Qu'est-ce qu'un appel de marge ?
C'est la demande faite par l'intermédiaire d'ajouter de l'argent, parce que le solde ne couvre plus l'exposition prise.
Si vous n'ajoutez rien, ou pas assez vite, l'intermédiaire ferme lui-même tout ou partie des positions. Cette fermeture forcée se fait au prix du moment, souvent le plus défavorable, puisqu'elle intervient précisément quand le marché a bougé contre vous.
| Terme | En une phrase | Effet sur votre argent |
|---|---|---|
| Levier | Agir sur plus que le dépôt | Amplifie perte et gain |
| Lot | Unité de taille d'un ordre | Fixe la part du compte engagée |
| Glissement | Prix obtenu différent du prix visé | Coût discret et répété |
| Sur-optimisation | Règles taillées pour le passé | Résultats non reproductibles |
| Appel de marge | Demande de fonds supplémentaires | Fermeture forcée si refus |
Notez le lien entre les cinq. Un levier élevé rend l'appel de marge probable ; une taille de lot mal calibrée l'accélère ; le glissement dégrade le prix de la fermeture forcée.
Quels autres termes reviennent sans être essentiels ?
Trois familles de mots occupent beaucoup de place dans les présentations sans rien vous apprendre sur votre exposition.
Les noms de méthodes d'analyse, d'abord. Moyennes mobiles, oscillateurs, croisements de courbes : ce sont des outils de détection internes. Savoir lequel est utilisé ne vous dit ni combien vous engagez, ni ce que vous pouvez perdre.
Les qualificatifs de performance ensuite. Un programme décrit comme performant, robuste ou éprouvé n'apporte aucune information vérifiable. Ces adjectifs ne se mesurent pas et n'engagent personne.
Les références à l'intelligence artificielle enfin. Le terme couvre des réalités très différentes, d'un simple filtre statistique à un modèle complexe. Employé sans précision, il sert d'argument commercial. La distinction entre usage réel et argument marketing est traitée dans intelligence artificielle : usage réel ou argument marketing.
La règle pratique est simple. Si un mot ne se traduit pas en euros ou en pourcentage de votre compte, il est décoratif.
Comment utiliser ces cinq mots face à une offre ?
Transformez-les en cinq questions écrites, posées avant tout engagement.
Quel est le levier maximal réellement utilisé par le programme ? Quelle taille de position moyenne, rapportée à mon solde ? Le glissement est-il intégré aux résultats présentés ? Combien de paramètres sont réglables ? Que se passe-t-il précisément en cas d'appel de marge, et qui me prévient ?
Une offre sérieuse répond aux cinq sans détour. Une réponse évasive sur l'une d'elles suffit à justifier un refus.

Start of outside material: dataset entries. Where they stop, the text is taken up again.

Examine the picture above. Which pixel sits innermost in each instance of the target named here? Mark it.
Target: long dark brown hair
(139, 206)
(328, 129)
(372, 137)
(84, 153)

Ce filtre s'ajoute utilement aux points de vérification rassemblés dans robot de trading : les 3 questions à poser, et à la comparaison plus large présentée dans trading automatisé ou humain : comment choisir.
Aucun de ces cinq mots ne dit si un programme est bon. Ils disent tous quelque chose sur ce que vous risquez, ce qui est une information plus utile.
Ce qu'il faut retenir
- Le levier amplifie les deux sens : avec un levier de 20, une variation défavorable de 5 % efface un dépôt de 500 €.
- Le lot fixe la taille minimale d'une opération, donc la part de compte engagée d'un coup.
- Le glissement crée un écart répété entre le prix visé et le prix obtenu, absent des simulations.
- La sur-optimisation produit des résultats passés brillants et non reproductibles.
- L'appel de marge peut déclencher une fermeture forcée au plus mauvais moment ; demandez la procédure exacte avant de signer.